Mr Ferguson has since been censured by the Insolvency Service and banned from being a company director for six years.
But another of his companies is putting on one of Scotland's biggest festivals, Party at the Palace, on 13 and 14 August.
Mr Ferguson is no longer allowed to be a director, but is listed as a "person with significant control" and promotes the festival line-up on his Facebook page.
And, earlier this year, on holiday in Las Vegas, Mr Ferguson won more than £200,000 playing poker.
The terms of the bounce back loan state that the dormant company is liable to pay it back, not him personally - and that company has now been dissolved.
Mr Ferguson responded in a statement: "With the in-person events industry in Scotland wiped out overnight, I sought a loan to move into the digital events space.
"Despite our best efforts and much to my deep sorrow, this service failed. I was advised to liquidate the company, having been willing to repay the loan up to that point."
He has confirmed that he took out a total of five bounce back loans, including the one for Beautiful Digital Events. As for the four others, he said "one has already been paid back in full and a payment has not been missed on the others".
Scrolling through the website of the Insolvency Service, we found scores of company directors who took out loans with, it seems, little or no prospect of being able to repay them.
In fact, a request under the Freedom of Information Act reveals that so far 260 directors have been disqualified with their companies still owing a bounce back loan.
The loans were spent on everything from gambling debts and cryptocurrency schemes - to cars, house renovations, even flying lessons.
The rules state that if there's no money left in the business the loan can't be paid back.
So it's not clear how much the government will eventually be able to recover.
Several agencies have been tasked by the government with investigating Covid loans and getting back the money.
The Insolvency Service has brought only one prosecution to date but claims it has another 30 cases pending.
Its website is updated almost daily with new examples of directors being banned from running a business after obtaining bounce back loans they weren't entitled to. The maximum ban lasts 15 years.
But the service has no record of how much money has been recovered because each case is handled separately by a private insolvency practitioner.
The government has also asked the National Investigation Service (Natis) - a law enforcement organisation which usually investigates local authority corruption - to look into the scheme.

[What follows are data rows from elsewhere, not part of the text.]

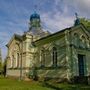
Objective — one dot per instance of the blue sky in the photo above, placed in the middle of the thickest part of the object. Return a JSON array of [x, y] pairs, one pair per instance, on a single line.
[[55, 15]]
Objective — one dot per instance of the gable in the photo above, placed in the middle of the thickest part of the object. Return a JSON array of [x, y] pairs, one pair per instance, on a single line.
[[15, 37], [80, 30], [80, 37]]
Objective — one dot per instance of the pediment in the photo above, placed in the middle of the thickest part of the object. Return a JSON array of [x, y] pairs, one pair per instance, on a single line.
[[80, 30]]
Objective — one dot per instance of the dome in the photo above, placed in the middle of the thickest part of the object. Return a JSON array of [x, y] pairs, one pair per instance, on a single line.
[[34, 16]]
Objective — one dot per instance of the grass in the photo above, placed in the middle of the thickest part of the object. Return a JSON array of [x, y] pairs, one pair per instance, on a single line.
[[12, 84]]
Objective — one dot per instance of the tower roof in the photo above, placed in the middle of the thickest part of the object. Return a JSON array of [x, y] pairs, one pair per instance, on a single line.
[[34, 16]]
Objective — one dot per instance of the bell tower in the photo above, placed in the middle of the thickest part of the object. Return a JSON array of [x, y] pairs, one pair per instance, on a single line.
[[35, 21]]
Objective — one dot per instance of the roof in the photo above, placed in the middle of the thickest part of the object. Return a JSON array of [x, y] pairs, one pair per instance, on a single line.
[[70, 28], [15, 36]]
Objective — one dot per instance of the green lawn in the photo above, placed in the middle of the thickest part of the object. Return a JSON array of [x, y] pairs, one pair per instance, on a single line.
[[11, 84]]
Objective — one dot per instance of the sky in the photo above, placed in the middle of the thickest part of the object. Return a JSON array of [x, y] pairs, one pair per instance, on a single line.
[[55, 16]]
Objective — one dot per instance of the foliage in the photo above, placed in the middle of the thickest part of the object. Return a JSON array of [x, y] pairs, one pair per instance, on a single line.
[[10, 84]]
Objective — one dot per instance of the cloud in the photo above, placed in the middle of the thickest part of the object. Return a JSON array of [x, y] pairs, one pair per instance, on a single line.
[[80, 6]]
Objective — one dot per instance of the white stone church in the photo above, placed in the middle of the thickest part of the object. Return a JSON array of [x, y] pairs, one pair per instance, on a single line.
[[63, 56]]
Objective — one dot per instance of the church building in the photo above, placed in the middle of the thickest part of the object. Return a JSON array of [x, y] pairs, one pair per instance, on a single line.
[[38, 54]]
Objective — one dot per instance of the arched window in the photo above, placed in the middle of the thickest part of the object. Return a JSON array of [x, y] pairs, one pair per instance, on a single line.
[[42, 58], [76, 39], [54, 56], [12, 61], [17, 60]]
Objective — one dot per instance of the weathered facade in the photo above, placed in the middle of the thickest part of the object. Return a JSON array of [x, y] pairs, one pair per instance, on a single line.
[[63, 55]]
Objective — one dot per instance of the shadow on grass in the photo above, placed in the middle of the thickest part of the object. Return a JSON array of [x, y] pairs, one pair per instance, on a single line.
[[45, 84]]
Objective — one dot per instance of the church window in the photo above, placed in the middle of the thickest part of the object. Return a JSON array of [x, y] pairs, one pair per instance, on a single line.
[[12, 61], [42, 58], [81, 64], [54, 56], [76, 39], [17, 60]]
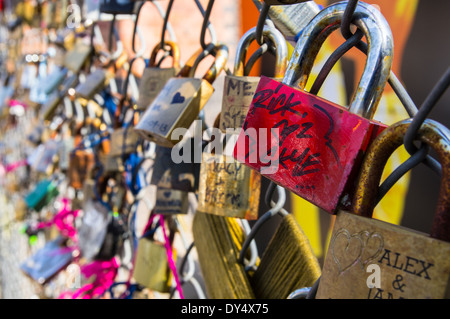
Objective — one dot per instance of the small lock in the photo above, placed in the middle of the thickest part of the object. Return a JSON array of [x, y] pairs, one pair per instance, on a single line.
[[228, 188], [80, 166], [117, 6], [155, 78], [95, 81], [152, 269], [312, 146], [181, 100], [76, 58], [240, 88], [408, 264], [123, 141], [171, 202]]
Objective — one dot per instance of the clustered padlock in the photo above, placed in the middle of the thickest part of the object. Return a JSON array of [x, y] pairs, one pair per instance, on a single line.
[[311, 145], [180, 101], [228, 187], [155, 78], [408, 264]]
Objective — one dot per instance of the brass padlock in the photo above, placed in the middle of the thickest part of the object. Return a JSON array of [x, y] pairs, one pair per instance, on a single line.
[[181, 100], [80, 166], [228, 188], [240, 88], [372, 259], [155, 78], [152, 269], [170, 202], [76, 58]]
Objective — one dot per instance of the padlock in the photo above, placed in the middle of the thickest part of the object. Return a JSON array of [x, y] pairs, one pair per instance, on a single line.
[[155, 78], [239, 88], [184, 175], [117, 6], [307, 144], [171, 202], [181, 100], [44, 192], [228, 188], [372, 259], [80, 166], [49, 109], [95, 81], [100, 78], [76, 58], [151, 268]]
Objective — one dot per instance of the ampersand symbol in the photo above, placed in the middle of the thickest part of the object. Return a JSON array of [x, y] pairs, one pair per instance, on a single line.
[[396, 284]]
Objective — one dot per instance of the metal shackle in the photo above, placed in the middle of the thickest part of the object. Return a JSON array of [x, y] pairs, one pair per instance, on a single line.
[[174, 52], [379, 56], [220, 53], [432, 133], [275, 37]]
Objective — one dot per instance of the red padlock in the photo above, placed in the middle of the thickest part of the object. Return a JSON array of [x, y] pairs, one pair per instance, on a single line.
[[308, 144]]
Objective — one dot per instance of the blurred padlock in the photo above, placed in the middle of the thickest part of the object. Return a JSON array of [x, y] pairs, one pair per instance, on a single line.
[[151, 269], [240, 88], [372, 259], [117, 6], [181, 100], [155, 78], [307, 144], [171, 202], [80, 166], [76, 58]]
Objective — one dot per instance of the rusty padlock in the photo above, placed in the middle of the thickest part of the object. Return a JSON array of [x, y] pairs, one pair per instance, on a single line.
[[408, 264], [77, 57], [312, 146], [155, 78], [80, 166], [240, 88], [181, 100], [171, 202]]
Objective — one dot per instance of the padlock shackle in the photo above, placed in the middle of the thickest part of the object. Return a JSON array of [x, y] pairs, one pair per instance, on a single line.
[[174, 52], [220, 53], [434, 134], [379, 57], [275, 37]]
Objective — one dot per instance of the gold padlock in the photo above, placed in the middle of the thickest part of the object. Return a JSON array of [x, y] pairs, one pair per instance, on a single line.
[[152, 269], [155, 78], [181, 100], [76, 58], [240, 88], [372, 259], [171, 201], [228, 188]]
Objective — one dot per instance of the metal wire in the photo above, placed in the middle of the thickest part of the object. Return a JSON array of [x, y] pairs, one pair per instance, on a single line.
[[261, 21], [417, 158], [206, 23], [166, 20], [334, 57], [431, 100]]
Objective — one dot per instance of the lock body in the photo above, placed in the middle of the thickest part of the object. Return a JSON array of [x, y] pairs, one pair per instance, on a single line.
[[80, 166], [228, 188], [177, 106], [411, 265], [123, 141], [76, 58], [152, 82], [152, 268], [237, 97], [94, 83], [310, 146]]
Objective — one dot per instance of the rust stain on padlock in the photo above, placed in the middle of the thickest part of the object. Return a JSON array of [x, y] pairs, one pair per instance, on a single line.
[[412, 265]]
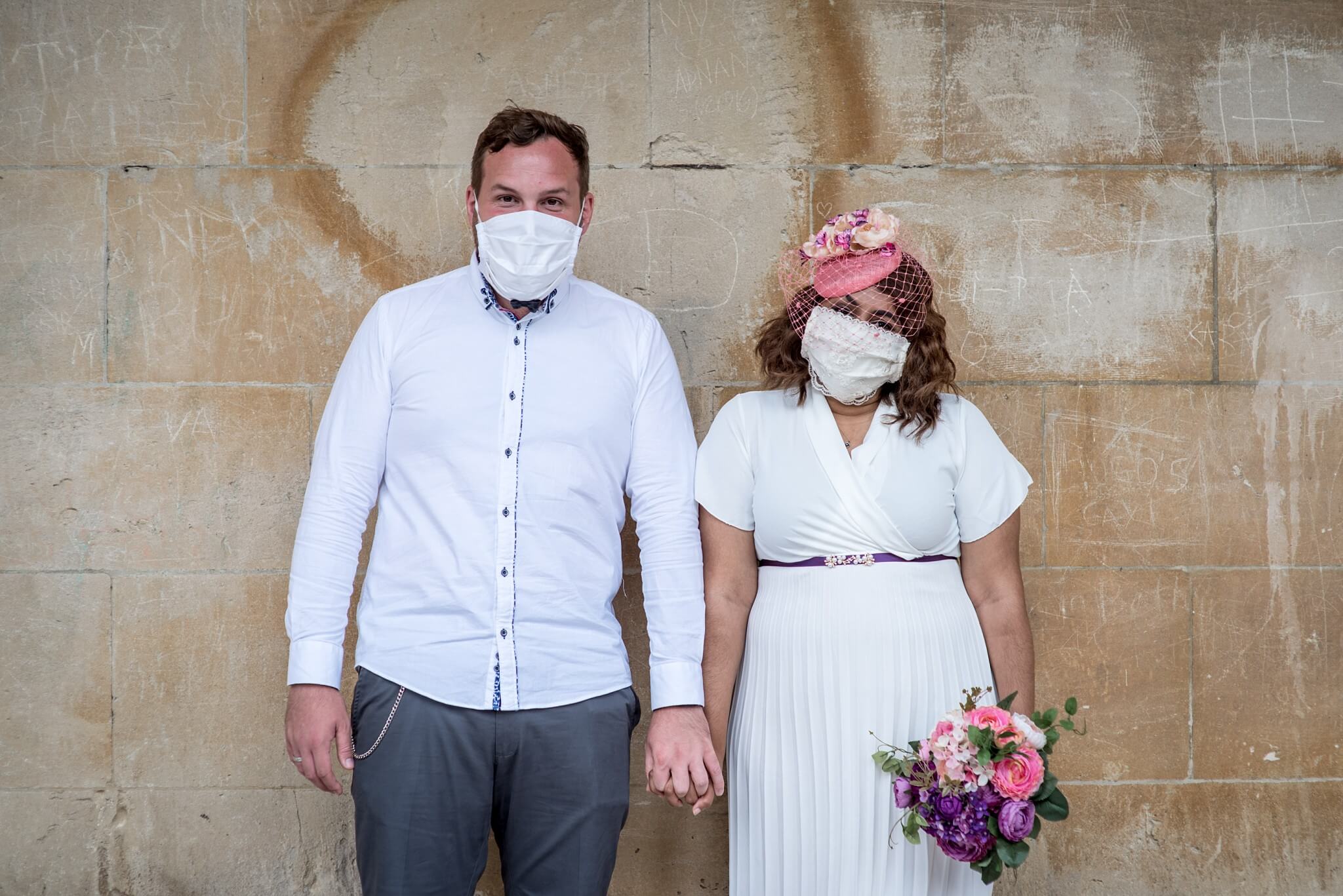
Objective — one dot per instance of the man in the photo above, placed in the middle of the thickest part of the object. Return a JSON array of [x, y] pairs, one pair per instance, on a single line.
[[498, 416]]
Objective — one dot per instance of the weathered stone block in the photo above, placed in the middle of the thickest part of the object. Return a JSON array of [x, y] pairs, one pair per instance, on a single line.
[[233, 841], [1056, 275], [779, 84], [1154, 83], [1117, 640], [262, 276], [1192, 475], [121, 83], [414, 83], [1136, 840], [1267, 679], [151, 478], [51, 276], [700, 250], [201, 682], [52, 841], [1279, 270], [55, 692]]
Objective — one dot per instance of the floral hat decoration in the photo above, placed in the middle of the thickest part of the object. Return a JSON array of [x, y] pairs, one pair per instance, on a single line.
[[857, 265]]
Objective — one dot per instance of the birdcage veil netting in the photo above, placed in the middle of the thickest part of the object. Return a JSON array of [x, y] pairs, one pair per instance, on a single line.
[[891, 293]]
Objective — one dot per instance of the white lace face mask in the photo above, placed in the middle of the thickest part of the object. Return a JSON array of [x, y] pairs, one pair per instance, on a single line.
[[851, 360]]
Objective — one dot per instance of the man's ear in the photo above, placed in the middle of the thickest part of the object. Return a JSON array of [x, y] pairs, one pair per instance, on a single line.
[[589, 202]]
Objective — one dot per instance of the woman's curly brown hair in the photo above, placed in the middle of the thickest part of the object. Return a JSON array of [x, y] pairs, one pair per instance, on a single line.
[[929, 368]]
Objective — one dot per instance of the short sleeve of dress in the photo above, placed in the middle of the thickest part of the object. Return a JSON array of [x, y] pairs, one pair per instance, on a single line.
[[724, 484], [992, 482]]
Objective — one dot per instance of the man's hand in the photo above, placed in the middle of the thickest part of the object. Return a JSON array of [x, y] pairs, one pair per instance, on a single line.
[[316, 714], [679, 755]]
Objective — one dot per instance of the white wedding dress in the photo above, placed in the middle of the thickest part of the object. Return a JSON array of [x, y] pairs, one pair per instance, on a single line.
[[834, 653]]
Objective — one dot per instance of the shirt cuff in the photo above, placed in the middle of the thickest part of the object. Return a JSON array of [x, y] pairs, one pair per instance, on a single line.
[[316, 663], [677, 684]]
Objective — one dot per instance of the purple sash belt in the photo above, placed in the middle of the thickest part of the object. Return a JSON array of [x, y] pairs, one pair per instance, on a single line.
[[856, 559]]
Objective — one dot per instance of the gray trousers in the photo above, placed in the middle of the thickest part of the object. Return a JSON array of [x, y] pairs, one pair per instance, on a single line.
[[552, 783]]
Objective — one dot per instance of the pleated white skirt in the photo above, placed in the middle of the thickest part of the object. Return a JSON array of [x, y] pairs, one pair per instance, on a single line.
[[833, 655]]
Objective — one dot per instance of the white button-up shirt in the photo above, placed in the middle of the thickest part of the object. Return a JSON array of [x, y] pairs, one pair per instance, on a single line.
[[500, 453]]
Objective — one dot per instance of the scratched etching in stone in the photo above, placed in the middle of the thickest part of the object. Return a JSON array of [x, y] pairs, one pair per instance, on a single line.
[[1111, 634], [121, 83], [51, 276], [197, 653], [55, 657], [1268, 637], [225, 276], [1044, 276], [697, 248], [767, 83], [1143, 83], [1198, 475], [1280, 266], [151, 478]]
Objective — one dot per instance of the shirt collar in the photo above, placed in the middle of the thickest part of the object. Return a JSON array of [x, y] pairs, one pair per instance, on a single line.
[[485, 293]]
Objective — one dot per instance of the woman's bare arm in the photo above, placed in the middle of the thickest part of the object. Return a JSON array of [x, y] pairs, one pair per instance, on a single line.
[[730, 587], [992, 572]]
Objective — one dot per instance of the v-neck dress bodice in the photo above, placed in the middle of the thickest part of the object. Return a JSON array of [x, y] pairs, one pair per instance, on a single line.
[[835, 653]]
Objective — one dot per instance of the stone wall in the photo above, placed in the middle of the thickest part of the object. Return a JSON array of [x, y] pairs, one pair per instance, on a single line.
[[1135, 216]]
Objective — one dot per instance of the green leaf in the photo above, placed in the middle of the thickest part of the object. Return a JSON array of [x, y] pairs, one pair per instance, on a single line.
[[992, 870], [1011, 853]]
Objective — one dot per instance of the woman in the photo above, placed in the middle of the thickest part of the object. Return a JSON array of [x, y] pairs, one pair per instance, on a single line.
[[833, 509]]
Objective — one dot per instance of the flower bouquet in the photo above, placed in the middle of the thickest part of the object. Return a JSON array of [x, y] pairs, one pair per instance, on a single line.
[[981, 783]]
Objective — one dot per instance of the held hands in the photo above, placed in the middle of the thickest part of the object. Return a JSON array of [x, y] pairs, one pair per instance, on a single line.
[[316, 714], [680, 761]]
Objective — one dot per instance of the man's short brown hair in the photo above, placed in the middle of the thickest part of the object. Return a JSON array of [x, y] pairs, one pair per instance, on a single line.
[[524, 127]]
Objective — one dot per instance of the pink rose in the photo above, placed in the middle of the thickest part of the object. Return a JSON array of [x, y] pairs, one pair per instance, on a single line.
[[1020, 774], [999, 720]]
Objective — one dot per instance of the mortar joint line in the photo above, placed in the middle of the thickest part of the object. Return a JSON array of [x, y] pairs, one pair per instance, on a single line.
[[106, 269], [1217, 286]]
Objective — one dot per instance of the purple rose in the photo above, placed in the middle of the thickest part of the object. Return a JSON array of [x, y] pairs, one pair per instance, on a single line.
[[948, 805], [1016, 819], [904, 793], [966, 849]]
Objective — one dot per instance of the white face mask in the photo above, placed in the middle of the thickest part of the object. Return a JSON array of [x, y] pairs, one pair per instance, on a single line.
[[525, 254], [851, 360]]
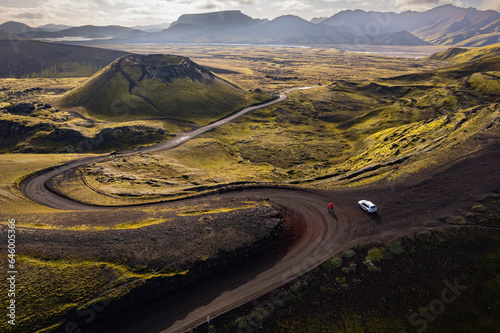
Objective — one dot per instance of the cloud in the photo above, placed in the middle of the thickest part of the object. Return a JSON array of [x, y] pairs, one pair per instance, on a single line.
[[28, 15], [291, 5]]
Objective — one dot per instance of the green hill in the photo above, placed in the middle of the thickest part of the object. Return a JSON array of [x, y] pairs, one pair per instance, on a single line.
[[158, 86], [27, 58], [460, 55]]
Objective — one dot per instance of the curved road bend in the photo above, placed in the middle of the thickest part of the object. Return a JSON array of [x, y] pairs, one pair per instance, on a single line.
[[321, 235], [37, 190]]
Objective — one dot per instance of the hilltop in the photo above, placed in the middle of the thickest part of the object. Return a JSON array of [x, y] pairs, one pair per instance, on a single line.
[[157, 86]]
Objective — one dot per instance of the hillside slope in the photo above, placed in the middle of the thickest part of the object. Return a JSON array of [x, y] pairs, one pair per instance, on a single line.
[[157, 86], [24, 58], [443, 25]]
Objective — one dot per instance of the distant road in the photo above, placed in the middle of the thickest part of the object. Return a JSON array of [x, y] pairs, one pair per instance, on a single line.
[[404, 208], [36, 188]]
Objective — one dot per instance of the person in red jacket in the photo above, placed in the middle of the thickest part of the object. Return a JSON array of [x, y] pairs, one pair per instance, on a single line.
[[330, 207]]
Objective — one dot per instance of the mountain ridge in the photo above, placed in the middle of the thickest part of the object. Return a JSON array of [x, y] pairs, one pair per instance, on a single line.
[[442, 25]]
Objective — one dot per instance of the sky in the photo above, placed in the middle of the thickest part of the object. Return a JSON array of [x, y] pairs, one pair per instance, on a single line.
[[148, 12]]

The latest figures show Natis, which has a £6m budget, made 49 arrests and recovered just £4.1m. It has identified 673 suspects of whom 559 used the bounce back loan scheme.
It's now thought £17bn could be lost to fraud, mistakes and companies going under.
Sir David Green QC from the Fraud Advisory Panel believes organised criminal groups have had a field day.
"Fraud is opportunistic and organised crime groups are experts at that opportunism."
But he thinks with limited resources, police should target the worst offenders, while company directors who did not play by the rules should be pursued through the civil courts.
"It's important to concentrate on those areas where you get most bang for your buck, and that, I would suggest, is in relation to the most egregious organised frauds rather than individuals," he said.
Raitis Dzerkalis had a car repair company in the West Midlands. He claimed a £40,000 bounce back loan - he wasn't entitled to it.
The Insolvency Service said he exaggerated turnover and didn't spend the money on the business.
The company became insolvent and, like Peter Ferguson, he was banned from being a director - in this case for 10 years.
But Mr Dzerkalis has another company, which he transferred into the name of a housemate.
Now Mr Dzerkalis seems to work as a part-time DJ.
We caught up with him at home in Coventry but he didn't want to talk. So we have no idea if he has attempted to pay any of the loan back.
Business Minister Lord Callanan said in a statement that "tough new powers" had been introduced allowing the Insolvency Service to disqualify directors for dissolving companies to avoid repaying bounce back loans.